The Tories have, in recent history, supported ‘austerity’, a system where public spending is limited so the UK can pay off its national debt (think spending less on food, or vital medicine, so you can pay off an optional credit card). However, Theresa May has pledged to ‘shake up’ mental health policy if she’s re-elected, promising to make sure mental health issues cannot be discriminated against in the workplace, introduce mental health workers in schools, and employ 10,000 more staff by 2020. This all sounds great, but seeing as Theresa May has had two opportunities to address these issues in the budget, and has previously chosen to cut NHS spending - which disproportionately affects mental health care -, hardly inspire confidence.
Jeremy Corbyn’s leadership has been under immense scrutiny since day one, for his return to radical leftism and focus on increasing public spending. But what does that mean for your mental health? Well, in the past, Jeremy Corbyn has introduced (then abolished) a minister for mental health. His statement on Mental Health Day also indicated he would increase funding for mental health services aimed at under-18s, and in general he believes in increasing funding for the NHS, which would likely affect mental health services. But the big question is: how? Well, Corbyn will increase taxation to fund his public spending, saying he’ll tax one million more high earners at the top rate (45% in you earn over £80,000), and make businesses pay a little more, leading to an extra £4.5bn for the NHS.
The Liberal Democrats, led by Tim Farron, have yet to release a manifesto for their 2017 election campaign. However, based on their last manifesto, their attitude to mental health is largely positive. They want to establish a ‘world leading mental health research fund’, ensure that there are maximum waiting times for people seeking mental health treatment, and make sure employers promote ‘wellbeing’. We’ll have to wait and see what policies Tim Farron announces in the coming weeks, but they’re likely to be largely supportive of those with mental health issues, in word and action.

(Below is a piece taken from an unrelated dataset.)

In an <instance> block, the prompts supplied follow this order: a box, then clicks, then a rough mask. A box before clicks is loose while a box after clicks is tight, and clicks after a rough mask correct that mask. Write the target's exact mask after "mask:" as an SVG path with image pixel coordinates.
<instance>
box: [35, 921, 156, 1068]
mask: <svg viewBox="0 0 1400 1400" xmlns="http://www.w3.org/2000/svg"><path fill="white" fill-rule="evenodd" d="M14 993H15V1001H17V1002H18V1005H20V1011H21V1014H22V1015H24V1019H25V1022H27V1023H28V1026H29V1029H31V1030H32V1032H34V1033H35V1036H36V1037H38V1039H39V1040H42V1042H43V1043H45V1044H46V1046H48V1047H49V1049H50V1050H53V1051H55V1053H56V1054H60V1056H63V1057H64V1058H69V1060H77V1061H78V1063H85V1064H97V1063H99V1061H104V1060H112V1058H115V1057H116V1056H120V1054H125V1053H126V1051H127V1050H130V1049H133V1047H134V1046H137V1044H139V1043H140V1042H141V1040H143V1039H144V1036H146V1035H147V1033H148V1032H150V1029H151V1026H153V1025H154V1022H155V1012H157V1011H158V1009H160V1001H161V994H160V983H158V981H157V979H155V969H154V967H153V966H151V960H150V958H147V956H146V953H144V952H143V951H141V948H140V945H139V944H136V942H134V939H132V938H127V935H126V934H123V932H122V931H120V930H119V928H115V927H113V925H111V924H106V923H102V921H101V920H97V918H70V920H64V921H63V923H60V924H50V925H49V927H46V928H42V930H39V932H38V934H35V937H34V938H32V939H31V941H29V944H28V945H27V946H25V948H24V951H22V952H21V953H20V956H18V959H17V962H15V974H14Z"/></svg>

The Green Party may be largely known for its passion for the environment, but they also have a number of policies aimed at helping people with mental health issues as well. They want to ensure a maximum waiting time of 28 days for mental health treatment, offer a wider range of mental health therapies on the NHS, and improve the conditions of those who work with people with mental health issues. They also want to fight the stigma surrounding all mental health issues.
Scottish National Party
Scotland’s numero uno political party also has a pretty good track record when it comes to mental health, and since coming to power in 2015 they’ve increased spending by 40%. They are also ardent supporters of maximum waiting times for mental health treatment, and have consistently increased staff numbers to make sure everyone can get help fast. They even have the first (and, so far, only) dedicated Mental Health Minister in the UK, so they really take it seriously!
In the 2016 Welsh Assembly elections, Plaid Cyrmu made a number of mental health pledges, including: increasing spending and therapists to grant greater access, funding research into alternative therapeutic models of treatment, and supporting the ‘time to change’ initiative, tackling workplace discrimination on the grounds of mental health. Decent stuff.
Ukip may not be famous for much more than taking us out of the EU, but they also have some mental health policies. They want to keep the NHS free at the point of delivery, fight the stigma around mental health, and end ATOS work capability tests, meaning it would be easier to seek work discharge for mental health issues. But, only if you’re (what Ukip consider to be) British. So. Not that great.
So, there you have it. Seven political parties. Seven different views on mental health. The choice is yours!